Oct. 8 (Bloomberg) -- The cost of insuring against default on European corporate debt rose for the first time in six days as finance ministers prepared to meet to discuss the sovereign crisis. Italy’s Intesa Sanpaolo SpA and Enel SpA sold bonds.
The Markit iTraxx Crossover Index of 50 companies with mostly high-yield credit ratings rose seven basis points to 538 at 3:15 p.m. in London. Italy’s second-biggest bank is selling 1.25 billion euros ($1.62 billion) of seven-year senior unsecured bonds, while the country’s largest energy producer is selling 2 billion euros of notes in a two-part deal.
European officials meet in Luxembourg today to discuss Spain’s finances and closer banking cooperation, while German Chancellor Angela Merkel visits Greece tomorrow before a summit next week aimed at easing the three-year-old debt crisis. Banco Popolare SC is also selling bonds as borrowers from Europe’s most indebted nations take advantage of investor appetite fueled by the European Central Bank’s plan to fix the crisis.
“It’s a continuation of the trend of seeing a fairly hefty amount of issuance in the periphery,” said Suki Mann, a strategist at Societe Generale SA in London.

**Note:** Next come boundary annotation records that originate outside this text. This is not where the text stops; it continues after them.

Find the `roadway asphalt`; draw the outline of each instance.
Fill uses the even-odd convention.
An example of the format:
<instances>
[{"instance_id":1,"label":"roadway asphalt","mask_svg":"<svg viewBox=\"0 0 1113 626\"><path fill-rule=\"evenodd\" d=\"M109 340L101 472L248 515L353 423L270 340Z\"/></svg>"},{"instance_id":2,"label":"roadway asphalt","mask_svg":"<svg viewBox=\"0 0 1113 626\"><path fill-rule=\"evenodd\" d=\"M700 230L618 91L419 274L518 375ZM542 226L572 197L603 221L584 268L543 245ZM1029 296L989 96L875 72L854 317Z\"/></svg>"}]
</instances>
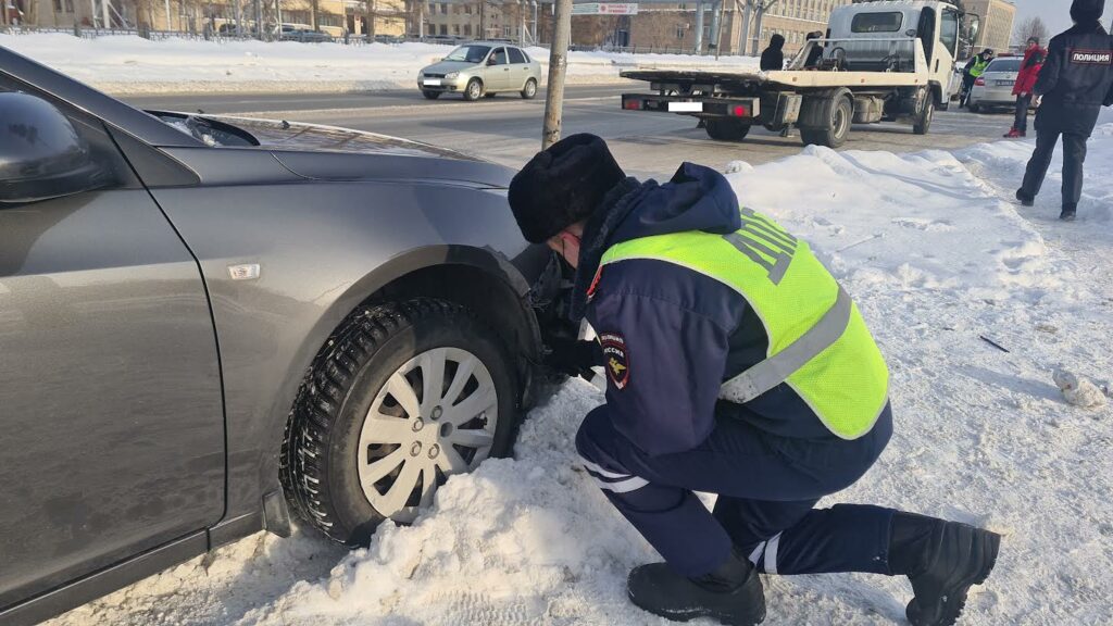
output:
<instances>
[{"instance_id":1,"label":"roadway asphalt","mask_svg":"<svg viewBox=\"0 0 1113 626\"><path fill-rule=\"evenodd\" d=\"M740 144L713 141L693 118L628 113L619 108L623 91L640 84L572 86L565 89L563 134L594 133L608 139L619 162L634 176L664 176L683 160L723 169L732 160L751 165L798 154L798 138L755 128ZM126 97L147 109L244 115L344 126L427 141L476 154L511 167L522 165L541 143L544 92L534 100L500 95L477 102L459 97L430 101L414 90L336 95L178 95ZM918 151L955 149L999 139L1007 115L939 111L930 134L916 136L910 126L855 126L841 149Z\"/></svg>"}]
</instances>

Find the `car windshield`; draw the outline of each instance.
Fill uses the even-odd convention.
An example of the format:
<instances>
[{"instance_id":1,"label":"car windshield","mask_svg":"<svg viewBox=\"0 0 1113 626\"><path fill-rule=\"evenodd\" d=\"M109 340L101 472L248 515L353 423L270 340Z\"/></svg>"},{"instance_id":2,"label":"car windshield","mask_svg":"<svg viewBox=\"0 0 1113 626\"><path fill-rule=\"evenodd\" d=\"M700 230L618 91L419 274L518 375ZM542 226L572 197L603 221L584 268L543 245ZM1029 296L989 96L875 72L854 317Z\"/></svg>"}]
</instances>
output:
<instances>
[{"instance_id":1,"label":"car windshield","mask_svg":"<svg viewBox=\"0 0 1113 626\"><path fill-rule=\"evenodd\" d=\"M467 61L470 63L481 62L491 51L490 46L461 46L444 58L446 61Z\"/></svg>"},{"instance_id":2,"label":"car windshield","mask_svg":"<svg viewBox=\"0 0 1113 626\"><path fill-rule=\"evenodd\" d=\"M997 59L985 71L1021 71L1021 59Z\"/></svg>"},{"instance_id":3,"label":"car windshield","mask_svg":"<svg viewBox=\"0 0 1113 626\"><path fill-rule=\"evenodd\" d=\"M225 121L165 111L147 111L164 124L180 130L206 146L258 146L259 141L243 128L237 128Z\"/></svg>"}]
</instances>

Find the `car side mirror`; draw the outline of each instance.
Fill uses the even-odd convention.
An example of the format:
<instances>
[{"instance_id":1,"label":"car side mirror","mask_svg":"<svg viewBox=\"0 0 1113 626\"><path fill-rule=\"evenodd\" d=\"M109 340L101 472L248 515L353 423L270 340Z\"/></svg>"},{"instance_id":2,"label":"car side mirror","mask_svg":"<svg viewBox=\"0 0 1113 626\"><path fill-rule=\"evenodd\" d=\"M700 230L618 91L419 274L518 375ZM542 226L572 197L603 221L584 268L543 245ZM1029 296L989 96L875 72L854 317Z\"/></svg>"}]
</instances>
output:
<instances>
[{"instance_id":1,"label":"car side mirror","mask_svg":"<svg viewBox=\"0 0 1113 626\"><path fill-rule=\"evenodd\" d=\"M50 102L2 92L0 120L0 204L57 198L108 183L89 144Z\"/></svg>"}]
</instances>

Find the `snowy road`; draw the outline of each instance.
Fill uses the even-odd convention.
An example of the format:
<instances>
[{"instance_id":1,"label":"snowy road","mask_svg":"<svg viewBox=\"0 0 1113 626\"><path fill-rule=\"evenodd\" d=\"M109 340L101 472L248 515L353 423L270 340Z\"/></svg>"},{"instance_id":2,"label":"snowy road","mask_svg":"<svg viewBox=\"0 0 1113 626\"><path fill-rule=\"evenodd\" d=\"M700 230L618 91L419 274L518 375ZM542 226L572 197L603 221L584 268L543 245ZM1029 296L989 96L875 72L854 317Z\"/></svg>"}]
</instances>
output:
<instances>
[{"instance_id":1,"label":"snowy road","mask_svg":"<svg viewBox=\"0 0 1113 626\"><path fill-rule=\"evenodd\" d=\"M873 502L1003 534L964 626L1104 626L1113 624L1113 409L1066 403L1052 372L1113 379L1113 124L1091 141L1074 224L1055 219L1057 159L1034 208L1009 202L1032 147L809 148L735 164L730 182L817 250L893 373L892 443L859 483L820 506ZM688 144L669 154L688 158ZM531 412L514 459L452 478L415 525L384 525L366 550L347 554L312 532L259 534L48 624L666 626L623 590L628 569L652 550L573 450L580 419L601 400L587 383L567 384ZM903 579L765 584L769 625L906 623Z\"/></svg>"},{"instance_id":2,"label":"snowy road","mask_svg":"<svg viewBox=\"0 0 1113 626\"><path fill-rule=\"evenodd\" d=\"M629 86L573 86L567 90L564 134L594 133L608 139L619 162L634 176L671 174L680 160L723 169L743 159L752 165L798 154L799 139L786 139L756 128L741 144L710 140L696 120L668 114L627 113L619 95L643 89ZM159 96L126 97L142 108L249 115L344 126L463 149L516 167L539 148L544 94L524 101L518 96L464 102L444 98L426 101L415 90L329 95ZM844 149L907 153L927 148L955 149L999 139L1008 130L1007 115L966 111L936 114L932 133L913 135L910 126L856 126Z\"/></svg>"}]
</instances>

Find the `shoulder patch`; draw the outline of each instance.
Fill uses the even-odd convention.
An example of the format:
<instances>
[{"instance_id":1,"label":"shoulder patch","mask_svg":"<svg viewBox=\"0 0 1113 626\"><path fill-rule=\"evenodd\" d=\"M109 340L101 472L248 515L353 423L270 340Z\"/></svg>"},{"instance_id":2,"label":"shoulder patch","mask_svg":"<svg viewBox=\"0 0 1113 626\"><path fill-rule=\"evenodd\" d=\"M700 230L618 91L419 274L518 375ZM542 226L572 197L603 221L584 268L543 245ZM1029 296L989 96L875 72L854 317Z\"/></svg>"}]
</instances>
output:
<instances>
[{"instance_id":1,"label":"shoulder patch","mask_svg":"<svg viewBox=\"0 0 1113 626\"><path fill-rule=\"evenodd\" d=\"M600 333L599 345L603 349L607 378L615 389L626 389L630 384L630 358L627 355L626 339L618 333Z\"/></svg>"},{"instance_id":2,"label":"shoulder patch","mask_svg":"<svg viewBox=\"0 0 1113 626\"><path fill-rule=\"evenodd\" d=\"M1113 66L1113 50L1071 50L1071 62L1083 66Z\"/></svg>"}]
</instances>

Enel and Intesa’s offerings helped boost bond sales by banks and non-financial companies to at least 3.8 billion euros, the busiest day for issuance since Sept. 18 when 5.3 billion euros was raised, according to data compiled by Bloomberg.
Enel’s sale is the biggest in euros by a corporate borrower since Petroleo Brasileiro SA, Brazil’s state-controlled oil producer, raised 2 billion euros of debt in a two-part deal on Sept. 24.
The company’s securities made up eight of today’s biggest price fallers in Bank of America Merrill Lynch’s EMU Non-Financial Corporates index. The utility’s 5 percent bonds due 2022 dropped 0.8 cent to 103.99 cents on the euro, pushing the yield to a one-week high of 4.57 percent, data compiled by Bloomberg show.
The average yield on investment-grade corporate bonds in Europe is 2.14 percent, just three basis points more than the record 2.11 percent reached Sept. 3, according to Bank of America Merrill Lynch’s index of notes with an average maturity of five years. The yield relative to the swap rate has shrunk 43 basis points this year to a three-week low of 120 basis points.
Intesa’s 4 percent 2018 bonds slumped 1.18 cent today to 99.77 cents on the euro. That’s pushed the yield 25 basis points higher to 4.13 percent, the highest in a week.
Credit-default swaps on Intesa rose for the first time in more than a week, climbing four basis points to 321, and Enel increased four to 241. Swaps on Banco Popolare fell for a fifth day, dropping 13 basis points to a more than two-week low of 495 basis points.
The Markit iTraxx Europe Index of 125 companies with investment-grade ratings rose two basis points to 128. An increase signals deterioration in perceptions of credit quality.
The Markit iTraxx Financial Index linked to senior debt of 25 banks and insurers rose three basis point to 181 and the subordinated index increased three to 314.
A basis point on a credit-default swap protecting 10 million euros of debt from default for five years is equivalent to 1,000 euros a year. Swaps pay the buyer face value in exchange for the underlying securities or the cash equivalent should a borrower fail to adhere to its debt agreements.